Dem Grafen drohte das Blut zu erstarren. »Hast Du diese Rinnen, in die die Riegel laufen, aus diesem Steine gehauen?« – »Mußte ich mir nicht Arbeit suchen, um bei Verstand zu bleiben?« versetzte der Unglückliche; »freilich ist's ein schweres Stück Arbeit gewesen und hat über drei Jahre gedauert. Drei Jahre lang habe ich Stein gegen Stein gerieben. Woher ich weiß, daß drei Jahre darüber verstrichen sind? Eine ferne Glocke hat mir mit ihren Schlägen die fliehenden Stunden zugezählt: und als endlich die Tür aus ihren Fugen wich, da sah ich, daß ich mir den Weg bloß zu einem anderen, noch festeren Kerker gebahnt hatte. Und doch hat die mühevolle Arbeit nun ihren Segen gebracht! Denn ohne sie hätten wir ja niemals den Weg zu einander gefunden!«
»Denke an Besseres!« erwiderte Graf Robert, »sinne auf Freiheit und Rache! Wie kann es der Himmel zulassen, daß solch schmählicher Verrat ein gutes Ende fände? Er müßte ja noch ungerechter sein, als Pfaffenmund zu künden vermöchte. Aber auf welche Weise wird Dir die Nahrung in Dein Kerkerloch gebracht?« – »Ein Wärter bringt mir einen Tag um den andern Brot und Wasser; er scheint kein Griechisch zu verstehen, denn er hat mir weder je geantwortet, noch je mich angesprochen.
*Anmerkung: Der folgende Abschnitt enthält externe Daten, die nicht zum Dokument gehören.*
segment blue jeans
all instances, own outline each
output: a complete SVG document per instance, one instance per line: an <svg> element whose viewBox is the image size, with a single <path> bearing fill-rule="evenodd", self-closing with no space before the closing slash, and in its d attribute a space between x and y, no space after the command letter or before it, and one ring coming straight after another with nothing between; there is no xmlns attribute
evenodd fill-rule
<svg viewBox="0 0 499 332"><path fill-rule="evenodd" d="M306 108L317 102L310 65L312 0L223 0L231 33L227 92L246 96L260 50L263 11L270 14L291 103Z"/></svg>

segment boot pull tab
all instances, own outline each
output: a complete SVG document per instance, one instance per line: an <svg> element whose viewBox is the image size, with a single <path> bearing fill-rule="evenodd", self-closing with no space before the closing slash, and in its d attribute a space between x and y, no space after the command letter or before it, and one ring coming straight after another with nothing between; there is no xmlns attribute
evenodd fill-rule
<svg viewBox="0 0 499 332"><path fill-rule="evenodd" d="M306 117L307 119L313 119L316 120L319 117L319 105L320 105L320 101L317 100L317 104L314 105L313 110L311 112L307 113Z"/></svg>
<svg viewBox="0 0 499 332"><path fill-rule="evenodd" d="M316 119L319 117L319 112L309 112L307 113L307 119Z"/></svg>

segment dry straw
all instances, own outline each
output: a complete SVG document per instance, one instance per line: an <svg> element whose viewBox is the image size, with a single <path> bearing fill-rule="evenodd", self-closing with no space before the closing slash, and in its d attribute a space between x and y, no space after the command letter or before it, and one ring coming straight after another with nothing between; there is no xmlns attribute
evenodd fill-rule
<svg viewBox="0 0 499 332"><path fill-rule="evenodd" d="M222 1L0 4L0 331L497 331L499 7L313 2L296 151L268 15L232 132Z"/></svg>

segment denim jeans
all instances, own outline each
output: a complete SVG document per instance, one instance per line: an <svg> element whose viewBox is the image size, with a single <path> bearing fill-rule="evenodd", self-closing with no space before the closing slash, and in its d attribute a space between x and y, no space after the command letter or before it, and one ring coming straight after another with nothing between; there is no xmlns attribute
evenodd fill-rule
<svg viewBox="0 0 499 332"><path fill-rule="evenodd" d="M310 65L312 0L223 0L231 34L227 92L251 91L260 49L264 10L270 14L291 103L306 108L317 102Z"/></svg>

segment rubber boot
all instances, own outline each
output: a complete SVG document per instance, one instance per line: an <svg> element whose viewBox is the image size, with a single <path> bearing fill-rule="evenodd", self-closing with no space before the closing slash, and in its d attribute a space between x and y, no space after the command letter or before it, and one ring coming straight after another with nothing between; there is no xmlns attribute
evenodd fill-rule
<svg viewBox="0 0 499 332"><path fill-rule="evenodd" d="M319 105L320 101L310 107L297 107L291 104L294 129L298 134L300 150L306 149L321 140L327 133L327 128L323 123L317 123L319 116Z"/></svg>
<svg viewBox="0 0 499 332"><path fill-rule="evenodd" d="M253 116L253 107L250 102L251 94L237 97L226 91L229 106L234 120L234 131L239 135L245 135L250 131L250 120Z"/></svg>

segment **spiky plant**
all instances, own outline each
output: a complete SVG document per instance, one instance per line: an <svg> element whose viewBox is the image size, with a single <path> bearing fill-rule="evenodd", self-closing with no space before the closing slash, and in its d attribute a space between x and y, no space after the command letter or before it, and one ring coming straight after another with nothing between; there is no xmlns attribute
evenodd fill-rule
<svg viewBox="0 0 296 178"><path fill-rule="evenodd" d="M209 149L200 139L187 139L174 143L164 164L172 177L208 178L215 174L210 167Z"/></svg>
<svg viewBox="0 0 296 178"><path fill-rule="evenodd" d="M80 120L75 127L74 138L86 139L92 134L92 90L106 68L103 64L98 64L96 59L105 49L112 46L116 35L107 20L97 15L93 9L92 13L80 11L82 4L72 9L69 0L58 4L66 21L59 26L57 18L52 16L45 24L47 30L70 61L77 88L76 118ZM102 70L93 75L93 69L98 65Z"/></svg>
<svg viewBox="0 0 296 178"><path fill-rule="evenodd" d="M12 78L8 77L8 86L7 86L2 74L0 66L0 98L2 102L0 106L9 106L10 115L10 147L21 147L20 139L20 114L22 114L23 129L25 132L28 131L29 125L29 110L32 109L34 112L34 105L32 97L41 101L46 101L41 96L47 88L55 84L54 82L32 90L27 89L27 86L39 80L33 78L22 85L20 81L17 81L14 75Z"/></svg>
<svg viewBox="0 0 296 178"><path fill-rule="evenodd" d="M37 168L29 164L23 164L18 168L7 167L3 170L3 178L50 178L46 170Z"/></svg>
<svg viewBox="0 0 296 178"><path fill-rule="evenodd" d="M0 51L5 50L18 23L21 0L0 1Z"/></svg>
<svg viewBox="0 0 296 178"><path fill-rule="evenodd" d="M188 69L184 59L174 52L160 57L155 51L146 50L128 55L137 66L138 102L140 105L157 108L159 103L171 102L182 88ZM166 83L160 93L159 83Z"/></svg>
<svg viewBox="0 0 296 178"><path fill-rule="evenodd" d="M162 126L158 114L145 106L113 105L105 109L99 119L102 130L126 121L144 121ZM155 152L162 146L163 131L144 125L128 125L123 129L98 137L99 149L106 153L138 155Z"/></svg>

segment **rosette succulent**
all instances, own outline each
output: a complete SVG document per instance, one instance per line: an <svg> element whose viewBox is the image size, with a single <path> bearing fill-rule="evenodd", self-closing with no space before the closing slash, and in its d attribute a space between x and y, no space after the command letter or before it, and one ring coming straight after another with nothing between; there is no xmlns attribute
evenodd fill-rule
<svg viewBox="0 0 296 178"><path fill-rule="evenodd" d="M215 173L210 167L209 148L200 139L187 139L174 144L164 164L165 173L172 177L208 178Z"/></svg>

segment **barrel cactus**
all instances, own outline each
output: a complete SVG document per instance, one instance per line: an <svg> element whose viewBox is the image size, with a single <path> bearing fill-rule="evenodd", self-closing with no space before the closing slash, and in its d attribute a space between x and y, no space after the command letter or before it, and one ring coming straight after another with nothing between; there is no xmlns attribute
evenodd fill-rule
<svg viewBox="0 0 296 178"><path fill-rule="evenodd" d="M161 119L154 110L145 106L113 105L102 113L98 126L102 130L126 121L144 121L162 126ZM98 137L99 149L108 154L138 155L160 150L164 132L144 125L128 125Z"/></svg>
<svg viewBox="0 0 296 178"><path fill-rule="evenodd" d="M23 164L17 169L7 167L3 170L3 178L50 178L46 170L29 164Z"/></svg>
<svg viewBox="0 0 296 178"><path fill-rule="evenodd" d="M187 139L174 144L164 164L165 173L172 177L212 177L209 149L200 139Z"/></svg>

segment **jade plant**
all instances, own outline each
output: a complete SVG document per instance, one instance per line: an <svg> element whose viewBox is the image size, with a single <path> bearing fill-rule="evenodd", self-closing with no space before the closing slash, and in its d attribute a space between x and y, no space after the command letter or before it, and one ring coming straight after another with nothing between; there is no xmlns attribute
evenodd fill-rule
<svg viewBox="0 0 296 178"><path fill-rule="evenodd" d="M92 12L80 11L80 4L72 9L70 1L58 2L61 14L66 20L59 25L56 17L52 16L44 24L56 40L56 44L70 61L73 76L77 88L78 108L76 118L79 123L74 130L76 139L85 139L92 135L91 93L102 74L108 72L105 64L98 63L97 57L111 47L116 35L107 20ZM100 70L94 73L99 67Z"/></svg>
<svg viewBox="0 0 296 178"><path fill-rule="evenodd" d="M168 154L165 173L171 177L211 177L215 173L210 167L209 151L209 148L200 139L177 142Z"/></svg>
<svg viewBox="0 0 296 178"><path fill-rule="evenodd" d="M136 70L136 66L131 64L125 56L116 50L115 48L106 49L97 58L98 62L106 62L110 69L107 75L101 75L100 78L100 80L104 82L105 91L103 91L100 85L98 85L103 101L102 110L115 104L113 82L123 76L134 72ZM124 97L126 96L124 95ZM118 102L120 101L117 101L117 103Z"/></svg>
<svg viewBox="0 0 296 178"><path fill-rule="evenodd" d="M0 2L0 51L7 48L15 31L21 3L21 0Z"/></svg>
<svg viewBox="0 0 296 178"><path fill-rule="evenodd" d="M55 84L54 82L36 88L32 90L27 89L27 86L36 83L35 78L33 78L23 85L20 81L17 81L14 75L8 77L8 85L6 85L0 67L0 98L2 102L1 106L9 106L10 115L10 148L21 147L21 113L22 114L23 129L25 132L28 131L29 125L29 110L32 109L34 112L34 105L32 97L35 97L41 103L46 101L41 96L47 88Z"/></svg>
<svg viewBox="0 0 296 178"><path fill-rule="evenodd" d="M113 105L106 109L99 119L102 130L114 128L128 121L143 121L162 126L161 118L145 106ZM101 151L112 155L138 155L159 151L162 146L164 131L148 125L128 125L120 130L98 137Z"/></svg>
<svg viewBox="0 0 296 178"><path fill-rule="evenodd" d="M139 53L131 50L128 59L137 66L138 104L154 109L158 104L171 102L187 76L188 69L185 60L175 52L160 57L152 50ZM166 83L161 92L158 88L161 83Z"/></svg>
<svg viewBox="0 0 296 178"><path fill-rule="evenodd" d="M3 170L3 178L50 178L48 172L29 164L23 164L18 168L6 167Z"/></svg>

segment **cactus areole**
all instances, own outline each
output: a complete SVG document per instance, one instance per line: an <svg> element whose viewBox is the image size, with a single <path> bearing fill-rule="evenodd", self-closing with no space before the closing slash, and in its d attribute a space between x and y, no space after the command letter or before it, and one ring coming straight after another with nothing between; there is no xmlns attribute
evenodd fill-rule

Ihr werdet gut tun, Euch auf kurze Zeit in den andern Kerker zu begeben, denn es möchte nicht gut sein, wenn uns der Mann, der bald kommen muß, erkennen würde.« – »Meinetwegen,« versetzte der Graf, »Wenn ich auch nicht einzusehen vermag, wie der Kerl in meinen Kerker gelangen könnte, ohne den Eurigen zu passieren. Soviel aber sage ich Euch: er soll noch eine Nuß zu knacken bekommen, ehe er sein heutiges Tagewerk vollendet.«
Hierauf rückte er die Tür wieder an ihren Platz, nachdem er in sein Kerkerloch zurückgekrochen war; von Ursels mühevollem Werk war nicht das mindeste mehr zu sehen.